3. Vorrichtung nach Anspruch 1 oder Anspruch 2, bei der das langgestreckte, flexible Glied eine durchgehende Öffnung für den Fluiddurchtritt besitzt, so dass es bei der Benutzung einen Durchgang zwischen dem Mund und dem Magen bildet.

4. Vorrichtung nach irgendeinem vorausgehenden Anspruch, bei der das genannte langgestreckte, flexible Glied ein zu dem genannten Teil entgegengesetztes distales Ende aufweist und die genannte Tamponadeeinrichtung über das genannte distale Ende gleiten kann.

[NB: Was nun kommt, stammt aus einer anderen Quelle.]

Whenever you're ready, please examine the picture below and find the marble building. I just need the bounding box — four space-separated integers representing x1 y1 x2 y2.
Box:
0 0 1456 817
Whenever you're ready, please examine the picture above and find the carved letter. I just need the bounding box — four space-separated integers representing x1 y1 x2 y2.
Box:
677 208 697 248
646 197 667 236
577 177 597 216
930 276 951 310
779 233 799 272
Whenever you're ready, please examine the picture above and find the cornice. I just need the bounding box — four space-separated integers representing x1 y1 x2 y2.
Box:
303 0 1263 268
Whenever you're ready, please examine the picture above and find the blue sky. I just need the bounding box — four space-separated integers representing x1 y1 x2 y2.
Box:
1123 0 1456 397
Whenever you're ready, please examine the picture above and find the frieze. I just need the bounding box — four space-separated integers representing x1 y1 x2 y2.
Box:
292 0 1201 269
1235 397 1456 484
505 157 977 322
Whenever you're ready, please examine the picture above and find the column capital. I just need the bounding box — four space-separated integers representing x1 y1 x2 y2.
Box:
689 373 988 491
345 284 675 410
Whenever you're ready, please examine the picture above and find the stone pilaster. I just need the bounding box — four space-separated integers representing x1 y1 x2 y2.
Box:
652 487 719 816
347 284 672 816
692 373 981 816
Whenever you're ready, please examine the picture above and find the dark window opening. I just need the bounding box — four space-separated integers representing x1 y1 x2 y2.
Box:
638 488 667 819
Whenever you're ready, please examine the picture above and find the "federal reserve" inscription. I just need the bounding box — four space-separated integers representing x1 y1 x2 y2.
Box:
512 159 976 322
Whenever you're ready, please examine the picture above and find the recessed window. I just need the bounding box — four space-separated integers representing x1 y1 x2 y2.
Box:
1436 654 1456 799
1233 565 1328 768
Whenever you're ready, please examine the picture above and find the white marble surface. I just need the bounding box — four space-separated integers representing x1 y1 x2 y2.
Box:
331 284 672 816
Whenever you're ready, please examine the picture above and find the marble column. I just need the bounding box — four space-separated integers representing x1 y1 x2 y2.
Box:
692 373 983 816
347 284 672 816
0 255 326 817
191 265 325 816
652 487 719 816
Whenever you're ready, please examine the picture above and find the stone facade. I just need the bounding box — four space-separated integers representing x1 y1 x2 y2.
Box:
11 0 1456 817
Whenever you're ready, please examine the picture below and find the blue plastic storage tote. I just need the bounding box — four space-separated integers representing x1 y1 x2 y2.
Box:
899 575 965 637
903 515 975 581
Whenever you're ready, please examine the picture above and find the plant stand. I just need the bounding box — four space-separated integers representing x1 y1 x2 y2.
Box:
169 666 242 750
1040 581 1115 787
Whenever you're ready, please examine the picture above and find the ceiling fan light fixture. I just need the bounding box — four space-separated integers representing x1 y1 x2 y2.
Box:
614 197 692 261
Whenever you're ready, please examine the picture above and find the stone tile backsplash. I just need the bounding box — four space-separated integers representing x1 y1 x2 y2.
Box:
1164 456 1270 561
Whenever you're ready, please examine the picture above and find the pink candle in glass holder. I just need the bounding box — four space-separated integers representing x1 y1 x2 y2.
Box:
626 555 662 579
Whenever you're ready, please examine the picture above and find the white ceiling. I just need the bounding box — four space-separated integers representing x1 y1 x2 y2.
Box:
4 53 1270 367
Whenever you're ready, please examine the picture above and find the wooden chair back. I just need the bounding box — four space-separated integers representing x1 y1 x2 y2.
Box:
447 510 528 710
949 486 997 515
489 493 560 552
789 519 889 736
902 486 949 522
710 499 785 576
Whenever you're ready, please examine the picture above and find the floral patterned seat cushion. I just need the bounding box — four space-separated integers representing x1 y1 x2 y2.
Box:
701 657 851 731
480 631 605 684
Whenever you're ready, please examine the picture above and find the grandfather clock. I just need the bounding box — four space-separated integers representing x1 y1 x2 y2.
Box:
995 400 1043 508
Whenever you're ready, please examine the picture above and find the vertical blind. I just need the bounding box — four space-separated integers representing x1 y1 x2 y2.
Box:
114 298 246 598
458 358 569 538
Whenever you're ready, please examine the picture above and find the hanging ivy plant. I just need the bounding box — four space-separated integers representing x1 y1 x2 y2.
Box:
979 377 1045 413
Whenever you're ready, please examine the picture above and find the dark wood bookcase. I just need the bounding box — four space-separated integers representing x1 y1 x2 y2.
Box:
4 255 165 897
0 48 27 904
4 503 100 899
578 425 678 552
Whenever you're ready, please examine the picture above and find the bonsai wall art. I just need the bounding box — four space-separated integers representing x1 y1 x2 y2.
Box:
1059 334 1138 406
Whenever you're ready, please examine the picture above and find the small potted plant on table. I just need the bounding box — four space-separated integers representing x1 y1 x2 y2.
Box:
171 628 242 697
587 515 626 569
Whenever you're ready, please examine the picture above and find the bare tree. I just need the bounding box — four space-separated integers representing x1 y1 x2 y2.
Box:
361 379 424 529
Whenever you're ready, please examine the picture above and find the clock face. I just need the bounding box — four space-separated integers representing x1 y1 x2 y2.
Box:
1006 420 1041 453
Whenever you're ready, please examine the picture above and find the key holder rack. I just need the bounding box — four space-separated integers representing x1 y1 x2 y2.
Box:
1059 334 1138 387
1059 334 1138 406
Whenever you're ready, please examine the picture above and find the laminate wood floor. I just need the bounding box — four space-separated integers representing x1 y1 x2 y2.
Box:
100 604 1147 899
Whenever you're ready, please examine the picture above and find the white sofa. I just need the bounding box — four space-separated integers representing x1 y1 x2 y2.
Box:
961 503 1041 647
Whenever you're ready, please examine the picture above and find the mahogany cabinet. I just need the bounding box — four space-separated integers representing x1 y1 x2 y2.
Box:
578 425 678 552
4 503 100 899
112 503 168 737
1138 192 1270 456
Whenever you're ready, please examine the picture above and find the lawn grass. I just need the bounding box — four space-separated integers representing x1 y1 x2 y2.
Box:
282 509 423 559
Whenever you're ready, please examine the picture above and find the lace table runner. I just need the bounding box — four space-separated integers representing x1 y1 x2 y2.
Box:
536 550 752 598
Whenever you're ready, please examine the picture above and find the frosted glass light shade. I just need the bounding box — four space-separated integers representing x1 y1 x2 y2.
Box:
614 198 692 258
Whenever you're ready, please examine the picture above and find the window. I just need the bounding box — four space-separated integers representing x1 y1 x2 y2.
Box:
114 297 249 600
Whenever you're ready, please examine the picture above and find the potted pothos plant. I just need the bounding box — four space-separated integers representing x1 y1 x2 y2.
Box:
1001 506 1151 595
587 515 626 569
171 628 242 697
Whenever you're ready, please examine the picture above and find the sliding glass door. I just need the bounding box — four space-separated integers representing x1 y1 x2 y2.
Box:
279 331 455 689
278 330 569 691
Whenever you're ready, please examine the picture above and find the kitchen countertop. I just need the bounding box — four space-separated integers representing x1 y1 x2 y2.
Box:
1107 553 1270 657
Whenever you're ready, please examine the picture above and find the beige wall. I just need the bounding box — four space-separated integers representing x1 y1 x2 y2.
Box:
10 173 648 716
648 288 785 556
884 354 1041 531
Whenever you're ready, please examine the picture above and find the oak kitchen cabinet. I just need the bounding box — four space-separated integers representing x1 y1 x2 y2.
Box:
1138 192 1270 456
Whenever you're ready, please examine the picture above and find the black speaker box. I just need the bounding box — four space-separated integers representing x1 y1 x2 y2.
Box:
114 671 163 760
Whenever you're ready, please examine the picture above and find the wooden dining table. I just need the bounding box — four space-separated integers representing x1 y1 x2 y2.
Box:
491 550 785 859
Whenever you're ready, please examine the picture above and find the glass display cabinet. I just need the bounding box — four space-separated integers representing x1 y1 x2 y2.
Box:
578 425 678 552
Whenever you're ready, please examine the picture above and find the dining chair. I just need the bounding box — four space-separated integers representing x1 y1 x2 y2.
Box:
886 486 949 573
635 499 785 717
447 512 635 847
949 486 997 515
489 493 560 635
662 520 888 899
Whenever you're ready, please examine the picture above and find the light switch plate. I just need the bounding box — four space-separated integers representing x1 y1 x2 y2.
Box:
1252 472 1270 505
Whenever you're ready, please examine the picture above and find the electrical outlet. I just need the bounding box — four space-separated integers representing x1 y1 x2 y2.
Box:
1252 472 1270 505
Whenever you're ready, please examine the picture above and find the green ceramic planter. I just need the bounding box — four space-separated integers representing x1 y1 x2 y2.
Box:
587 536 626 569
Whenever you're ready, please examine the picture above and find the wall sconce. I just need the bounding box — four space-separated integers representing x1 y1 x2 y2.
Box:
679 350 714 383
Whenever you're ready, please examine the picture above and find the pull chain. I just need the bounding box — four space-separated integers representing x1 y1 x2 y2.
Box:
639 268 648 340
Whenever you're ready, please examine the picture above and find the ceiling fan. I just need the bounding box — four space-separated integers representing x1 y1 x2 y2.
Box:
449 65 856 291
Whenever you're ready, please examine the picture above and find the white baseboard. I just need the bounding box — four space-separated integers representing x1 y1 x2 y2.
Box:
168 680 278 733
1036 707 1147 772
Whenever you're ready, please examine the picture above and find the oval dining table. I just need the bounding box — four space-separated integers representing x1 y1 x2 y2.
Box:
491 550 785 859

5. Vorrichtung nach Anspruch 3, bei der das genannte langgestreckte, flexible Glied ferner einen Obturator beinhaltet, der sich innerhalb des genannten Durchganges erstreckt, um das Knicken des genannten Rohres während der Passage des genannten Teiles innerhalb des oralgastrischen Traktes zu minimieren.

6. Vorrichtung nach irgendeinem vorausgehenden Anspruch, bei der das genannte, langgestreckte, flexible Glied ungefähr 120 cm lang ist.

7. Vorrichtung nach irgendeinem vorausgehenden Anspruch, bei der das genannte langgestreckte, flexible Glied einen Durchmesser von etwa 10,7 mm besitzt.

8. Vorrichtung nach irgendeinem vorausgehenden Anspruch, bei der das genannte Schiebeteil ein langgestrecktes Rohr ist, das einen sich durchgehend erstreckenden Durchgang aufweist, und dass das genannte Schiebeteil gleitbar zumindest um einen Teil des genannten langgestreckten, flexiblen Gliedes herum angeordnet ist.

9. Vorrichtung nach irgendeinem vorausgehenden Anspruch, bei der die Tamponadeeinrichtung eine Ballontamponade ist.

10. Vorrichtung nach Anspruch 1, bei der das genannte langgestreckte, flexible Glied ein proximales Ende, das innerhalb des Magens positionierbar ist, sowie ein distales Ende aufweist und die genannte Tamponade an dem genannten distalen Ende angeordnet und entlang des genannten langgestreckten, flexiblen Gliedes gegen das genannte proximale Ende hin gleiten kann.

11. Vorrichtung nach Anspruch 1, bei der das genannte langgestreckte, rohrförmige Glied ein innerhalb des Magens positionierbares proximales Ende aufweist und das genannte proximale Ende eine Mehrzahl von Öffnungen für den Fluidaustausch mit dem Magen des Patienten beinhaltet.